I think it is a really nice bit of visual design and I am happy with how we managed to make it look and work on the web in quite a short period of time. I hope we can do further work using a similar approach for other geographies next year.

Further adventures in animating uncertainty

17 Nov 2019 16:32 GMT

As I mentioned in my last post, I have been playing with uncertainty charts again. In that post, I wanted to simplify the task of creating animated bar charts so that I could easily create uncertainty bar charts with positive and negative values.

More recently, I have been exploring how the idea of animated uncertainty could be extended to other chart types.

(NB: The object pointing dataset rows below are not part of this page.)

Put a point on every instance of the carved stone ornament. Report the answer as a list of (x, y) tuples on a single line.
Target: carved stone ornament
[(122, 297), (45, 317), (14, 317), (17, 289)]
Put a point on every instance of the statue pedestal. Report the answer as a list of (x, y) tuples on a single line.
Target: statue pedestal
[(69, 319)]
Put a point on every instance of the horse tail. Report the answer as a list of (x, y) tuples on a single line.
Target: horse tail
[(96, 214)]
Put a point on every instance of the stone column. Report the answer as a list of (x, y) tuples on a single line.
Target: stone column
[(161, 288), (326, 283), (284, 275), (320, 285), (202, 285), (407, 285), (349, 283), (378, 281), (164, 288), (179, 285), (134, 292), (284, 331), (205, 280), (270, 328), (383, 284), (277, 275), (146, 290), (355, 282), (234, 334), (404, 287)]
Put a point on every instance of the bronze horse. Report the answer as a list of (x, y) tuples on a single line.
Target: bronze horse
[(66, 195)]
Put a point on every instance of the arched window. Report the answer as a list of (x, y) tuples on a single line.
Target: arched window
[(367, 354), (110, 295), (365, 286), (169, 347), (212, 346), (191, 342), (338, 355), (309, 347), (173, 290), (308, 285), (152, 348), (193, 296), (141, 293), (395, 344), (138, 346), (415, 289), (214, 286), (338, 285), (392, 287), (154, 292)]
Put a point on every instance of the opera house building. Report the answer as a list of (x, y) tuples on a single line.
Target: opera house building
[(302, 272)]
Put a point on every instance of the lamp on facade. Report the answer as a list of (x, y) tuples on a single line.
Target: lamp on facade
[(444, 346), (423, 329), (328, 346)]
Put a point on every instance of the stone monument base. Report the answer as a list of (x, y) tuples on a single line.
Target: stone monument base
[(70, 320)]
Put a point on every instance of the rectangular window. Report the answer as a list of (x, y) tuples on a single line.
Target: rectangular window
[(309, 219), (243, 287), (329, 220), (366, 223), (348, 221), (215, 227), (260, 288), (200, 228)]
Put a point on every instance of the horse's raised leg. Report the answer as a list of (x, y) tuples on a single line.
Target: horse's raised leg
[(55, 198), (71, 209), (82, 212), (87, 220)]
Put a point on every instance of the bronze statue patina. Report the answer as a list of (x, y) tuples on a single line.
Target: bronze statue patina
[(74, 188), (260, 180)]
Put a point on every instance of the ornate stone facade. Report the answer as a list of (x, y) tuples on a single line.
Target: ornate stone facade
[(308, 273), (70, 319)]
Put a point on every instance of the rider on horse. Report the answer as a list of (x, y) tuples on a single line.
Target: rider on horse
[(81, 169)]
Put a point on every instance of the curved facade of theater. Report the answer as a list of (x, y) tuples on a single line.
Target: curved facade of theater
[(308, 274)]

The following two experiments were inspired by suggestions from Paul Bolton and Harvey Goldstein.

Both examples are based on the same fundamental idea behind the uncertainty bar chart, which is to illustrate the statistical uncertainty in a set of estimates by generating alternative but equally plausible data using random values drawn from the error distribution for each estimate.

In these examples, I use estimates of the number of EU nationals living in the London Borough of Haringey, which are taken from the Annual Population Survey. These figures are published by the ONS in their regular statistical release on the population of the UK by country of birth and nationality.

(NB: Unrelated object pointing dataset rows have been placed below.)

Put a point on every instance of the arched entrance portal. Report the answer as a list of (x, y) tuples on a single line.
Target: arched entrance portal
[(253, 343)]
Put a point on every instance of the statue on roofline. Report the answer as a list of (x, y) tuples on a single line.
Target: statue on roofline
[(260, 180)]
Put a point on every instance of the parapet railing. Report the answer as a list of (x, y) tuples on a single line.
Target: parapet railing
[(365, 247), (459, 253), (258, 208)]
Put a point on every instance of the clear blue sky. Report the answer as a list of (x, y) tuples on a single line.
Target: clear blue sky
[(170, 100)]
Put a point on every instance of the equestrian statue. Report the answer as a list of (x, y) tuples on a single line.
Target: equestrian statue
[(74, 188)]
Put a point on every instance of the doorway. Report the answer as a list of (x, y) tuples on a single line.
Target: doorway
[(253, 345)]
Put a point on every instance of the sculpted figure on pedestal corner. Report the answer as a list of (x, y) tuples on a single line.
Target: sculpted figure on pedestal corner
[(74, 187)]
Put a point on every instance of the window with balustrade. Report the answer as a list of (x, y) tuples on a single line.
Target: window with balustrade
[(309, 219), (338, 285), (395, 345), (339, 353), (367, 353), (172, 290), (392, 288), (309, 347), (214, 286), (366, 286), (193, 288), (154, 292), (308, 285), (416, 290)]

Haringey is the borough where I live. There has been an increase in the number of EU nationals living in Haringey since 2004, but the precise extent of the increase is uncertain due to sampling error in the APS. Coincidentally, I was also a migrant to Haringey during this period (from Wales).

I have embedded screenshots of the new charts below, but please follow the links, or click the screenshots, to see the live animated versions.

Uncertainty line chart

The uncertainty line chart starts by showing the trend for the estimates as a line. Clicking on the chart generates alternative lines for the same estimates. Each line is drawn in sequence, and then fades gradually over time until it disappears. In this way the chart builds up a constantly evolving representation of the uncertainty in the estimates, showing the range of possible trends.

An uncertainy line chart showing different possible trends for growth in the number of EU nationals living in Haringey between 2004 and 2018

Uncertainty level chart

The uncertainty level chart takes a slightly different approach. In this chart, each horizontal line represents an estimate of the number of EU nationals living in Haringey in each year.

When you click on the chart, these lines move to newly generated random values, leaving a translucent shadow of the value in each case. Over time these shadows build up to represent the density of the error distribution: the more values drawn in a given region, the darker that region becomes.

An uncertainy level chart showing the range of possible values for each estimate of the number of EU nationals living in Haringey in each year from 2004 to 2018

Like the animated bar charts, these charts show different trends that are equally likely given the uncertainty in the estimates. But unlike the bar charts, these versions also build up a visual representation of the overall degree of uncertainty.

In some respects, I quite like the epistemological terror that the bar charts can induce. Seeing a trend erased by variation is a useful antidote to the apparent solidity of numbers. But it does mean those charts are missing some important context, which is made explicit in these versions of animated uncertainty.